原画集制作の要・プリンティングディレクターに注目
プリンティングディレクター(PD)とは、作家やブックデザイナーがイメージした発色の印刷を実現する、現場の指揮官。インキや紙、製版などの専門的な知識を駆使し“イイ感じ”に仕上げてくれるブレインだ。『THEくらもちふさこ』のPD・栗原哲朗さんは、集英社に原画が届いた直後から最適な印刷方法を模索していたそう。
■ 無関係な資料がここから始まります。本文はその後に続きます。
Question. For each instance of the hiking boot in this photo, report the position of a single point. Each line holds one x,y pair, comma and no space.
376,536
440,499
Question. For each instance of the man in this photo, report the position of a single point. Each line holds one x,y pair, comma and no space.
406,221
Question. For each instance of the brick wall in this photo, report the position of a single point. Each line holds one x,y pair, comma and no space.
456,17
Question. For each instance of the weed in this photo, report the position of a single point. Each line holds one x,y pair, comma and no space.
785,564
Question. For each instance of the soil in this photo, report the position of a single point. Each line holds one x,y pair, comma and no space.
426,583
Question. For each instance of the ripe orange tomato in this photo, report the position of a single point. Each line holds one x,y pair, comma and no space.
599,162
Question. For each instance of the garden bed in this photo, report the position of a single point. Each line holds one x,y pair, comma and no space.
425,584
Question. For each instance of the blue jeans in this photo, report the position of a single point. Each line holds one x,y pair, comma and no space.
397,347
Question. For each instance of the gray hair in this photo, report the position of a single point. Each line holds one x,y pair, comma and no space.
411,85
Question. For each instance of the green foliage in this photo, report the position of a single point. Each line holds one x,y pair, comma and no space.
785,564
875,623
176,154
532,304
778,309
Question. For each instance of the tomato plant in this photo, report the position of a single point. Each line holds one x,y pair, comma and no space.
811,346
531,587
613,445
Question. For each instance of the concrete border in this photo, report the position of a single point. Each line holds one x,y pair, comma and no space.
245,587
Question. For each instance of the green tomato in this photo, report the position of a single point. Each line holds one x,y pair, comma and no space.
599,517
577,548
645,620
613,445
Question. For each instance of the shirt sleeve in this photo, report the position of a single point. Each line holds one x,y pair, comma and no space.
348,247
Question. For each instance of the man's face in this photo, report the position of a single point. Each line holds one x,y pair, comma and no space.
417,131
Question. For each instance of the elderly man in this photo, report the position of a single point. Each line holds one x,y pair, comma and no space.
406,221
打ち合わせでは、ニコニコしながらほとんど声を発さない寡黙なタイプの栗原さんだが、名久井さんとは、専門用語や具体的な数値で何やら熱心に論議を重ねている。編集部のメンバーが「かわいくしたい」「ページをめくったらパ―ッと気持ちが明るくなるような」などと身ぶり手ぶりで話している間に、4組のインキセットによるテスト印刷の段取りが決まっていた。
栗原:何十年も経つ原画もありましたが、色褪せずとても綺麗な色彩のままでした。先生の筆のタッチや色づかいが本当に美しく、今見ても新しい表現やデザインに感動しました。しかし同時に「通常のプロセスインキではとても再現できないな」とも思いました。特に蛍光系のピンク・グリーン・オレンジなどが多用されているので、C・KP版を異なる組み合わせで試してみたいと考えたのです。
文系の印象が強い出版業界だが、印刷は化学・工業の理系分野。仕上がりのイメージを具体的に指示できるデザイナーと、印刷現場の機材や資材に合わせ、運用ベースに変換できるプリンティングディレクターを両軸に、作家側/印刷側の窓口役として奔走する編集担当、営業担当がコミュニケーションをとりながら制作業務が進行する。プロジェクト全体をスムーズに進めるために大切なのは、ゴールに対する共通認識だ。